Our days and nights are happening in microchunks, 2 hours here, 3 hours there, 90 minutes here. In some ways I have been reminded of 2020 lockdown times: my life existing exclusively within my own four walls, running on a time warp, and lived in the same two [very stretchy] outfits. Our big kids are on summer break and my husband is on paternity leave, so everyone has been home together, a lot.
But this time, for all the chaos, I have a very cute baby to show for it.
My goals and aspirations have shrunk down to a) shower every other day and b) get in the sunshine for at least 15 minutes. I have been a mom since 2019, but never to a newborn before now. Unlike newborns, our other kids have all been at least 4 years old, so they have all possessed some level of independence. With our baby, I don’t yet know how to do much else alongside caring for this new member of our family. I will eventually, but I don’t yet. I left a message for one of my friends yesterday asking, “so how do I leave the house with this tiny person? I haven’t the slightest idea.”

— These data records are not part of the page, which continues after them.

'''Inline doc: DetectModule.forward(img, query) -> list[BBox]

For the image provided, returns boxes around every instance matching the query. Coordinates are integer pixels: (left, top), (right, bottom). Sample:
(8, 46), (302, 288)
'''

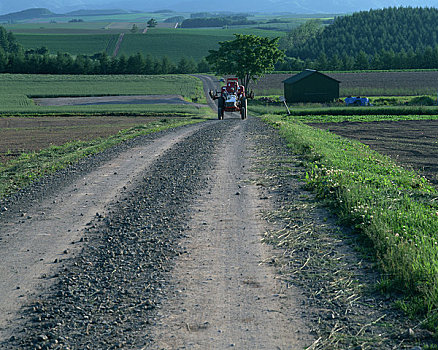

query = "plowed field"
(311, 120), (438, 185)
(254, 71), (438, 96)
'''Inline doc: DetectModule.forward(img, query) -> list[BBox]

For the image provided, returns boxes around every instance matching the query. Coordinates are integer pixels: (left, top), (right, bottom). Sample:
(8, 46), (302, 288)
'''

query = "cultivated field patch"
(0, 116), (162, 162)
(254, 71), (438, 96)
(16, 34), (118, 55)
(310, 120), (438, 185)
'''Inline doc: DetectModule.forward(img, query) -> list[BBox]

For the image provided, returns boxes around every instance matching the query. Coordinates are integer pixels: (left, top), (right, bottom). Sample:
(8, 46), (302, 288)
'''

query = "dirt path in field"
(0, 77), (430, 350)
(153, 119), (312, 349)
(113, 33), (125, 57)
(34, 95), (192, 106)
(0, 122), (206, 340)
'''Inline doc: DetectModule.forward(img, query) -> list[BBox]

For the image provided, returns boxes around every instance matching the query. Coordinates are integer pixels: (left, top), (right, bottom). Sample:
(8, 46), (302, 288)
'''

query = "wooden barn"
(283, 69), (340, 103)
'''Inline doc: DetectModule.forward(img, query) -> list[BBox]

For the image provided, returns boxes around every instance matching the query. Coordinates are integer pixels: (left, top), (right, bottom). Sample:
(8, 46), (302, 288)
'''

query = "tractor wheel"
(240, 97), (248, 120)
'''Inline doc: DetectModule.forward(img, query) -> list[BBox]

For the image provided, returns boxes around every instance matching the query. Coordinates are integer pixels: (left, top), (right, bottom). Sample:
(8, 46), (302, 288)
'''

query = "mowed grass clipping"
(263, 115), (438, 332)
(0, 74), (205, 114)
(0, 118), (204, 199)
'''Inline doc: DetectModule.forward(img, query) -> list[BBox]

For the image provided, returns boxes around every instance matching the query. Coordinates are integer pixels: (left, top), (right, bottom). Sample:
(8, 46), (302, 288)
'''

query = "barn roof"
(282, 69), (340, 84)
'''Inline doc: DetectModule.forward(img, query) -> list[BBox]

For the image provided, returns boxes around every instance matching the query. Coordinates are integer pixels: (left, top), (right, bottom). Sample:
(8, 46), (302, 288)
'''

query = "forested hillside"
(0, 27), (20, 54)
(282, 7), (438, 69)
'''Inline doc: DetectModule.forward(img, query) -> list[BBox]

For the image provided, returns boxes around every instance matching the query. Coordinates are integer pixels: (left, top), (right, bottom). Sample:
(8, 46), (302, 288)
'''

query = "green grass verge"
(263, 115), (438, 333)
(248, 102), (438, 123)
(0, 118), (205, 198)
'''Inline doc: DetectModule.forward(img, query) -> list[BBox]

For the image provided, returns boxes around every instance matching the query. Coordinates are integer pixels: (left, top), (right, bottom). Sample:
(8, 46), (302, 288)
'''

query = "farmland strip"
(113, 33), (125, 57)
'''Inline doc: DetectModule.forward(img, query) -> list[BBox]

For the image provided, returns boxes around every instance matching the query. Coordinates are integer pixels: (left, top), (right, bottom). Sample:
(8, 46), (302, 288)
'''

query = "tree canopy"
(206, 34), (284, 89)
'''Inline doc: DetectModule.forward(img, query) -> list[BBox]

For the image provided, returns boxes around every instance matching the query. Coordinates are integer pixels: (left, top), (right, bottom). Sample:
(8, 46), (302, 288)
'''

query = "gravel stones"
(5, 120), (240, 349)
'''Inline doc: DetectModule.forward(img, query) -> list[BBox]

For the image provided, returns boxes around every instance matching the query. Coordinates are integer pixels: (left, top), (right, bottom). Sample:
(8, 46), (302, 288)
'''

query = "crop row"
(0, 74), (205, 113)
(264, 115), (438, 331)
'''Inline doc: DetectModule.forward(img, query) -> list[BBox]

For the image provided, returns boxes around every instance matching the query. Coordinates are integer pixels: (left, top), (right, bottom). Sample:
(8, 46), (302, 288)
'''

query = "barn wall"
(284, 74), (339, 103)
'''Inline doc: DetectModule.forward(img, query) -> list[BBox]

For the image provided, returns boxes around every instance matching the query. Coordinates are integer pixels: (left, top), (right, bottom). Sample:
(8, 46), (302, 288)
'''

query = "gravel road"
(0, 77), (428, 350)
(0, 72), (309, 349)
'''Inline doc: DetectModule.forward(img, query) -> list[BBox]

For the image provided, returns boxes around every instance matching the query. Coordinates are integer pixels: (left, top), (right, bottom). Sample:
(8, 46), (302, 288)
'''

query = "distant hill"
(0, 8), (56, 21)
(0, 0), (437, 14)
(285, 7), (438, 59)
(65, 9), (130, 16)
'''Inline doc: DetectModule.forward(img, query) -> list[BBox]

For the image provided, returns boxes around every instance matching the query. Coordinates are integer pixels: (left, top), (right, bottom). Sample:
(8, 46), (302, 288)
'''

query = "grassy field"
(264, 115), (438, 332)
(16, 34), (118, 56)
(0, 74), (205, 115)
(12, 28), (284, 63)
(0, 118), (204, 199)
(251, 70), (438, 98)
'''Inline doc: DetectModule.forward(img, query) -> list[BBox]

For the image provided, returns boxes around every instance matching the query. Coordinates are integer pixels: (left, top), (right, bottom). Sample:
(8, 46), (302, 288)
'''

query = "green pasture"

The bird nest, the one in the bike helmet in our backyard that I have written about in two previous posts, is now empty. Sometime during our hospital stay for our newborn, the baby birds flew away. The eggs, turned hatched fuzzy bird babies, became mature birds who flew the nest.
At this moment, my oldest is watching TV and singing loudly, my middle is bouncing around like a human pogo stick and rolling over the top of the couch, for some reason the song “Scatman” is playing on the Google home, and the baby wants to be held. We have dinner we need to eat, a dog to feed, and probably a lot of other things to do that I’m forgetting about.
I have set my laptop down many times since starting this, but I am learning to write, create, and find joy in the in between of this beautiful chaos.
A tiny chunk of time here, a few minutes there. Maybe for now, we don’t leave the house as much, and 15 minutes of sun and a shower are big accomplishments. But, it’s a season of time. Someday, my little birds will be fully grown and will probably leave the nest.
For this season, I hope to find joy in 15-minute walks, a shower, an unedited piece of writing cobbled together four words at a time, and my sweet little birds who one day won’t be so little.
Oh, man, I still remember how great it was to finally get a shower! I also remember the anxiety of leaving the house with a tiny human.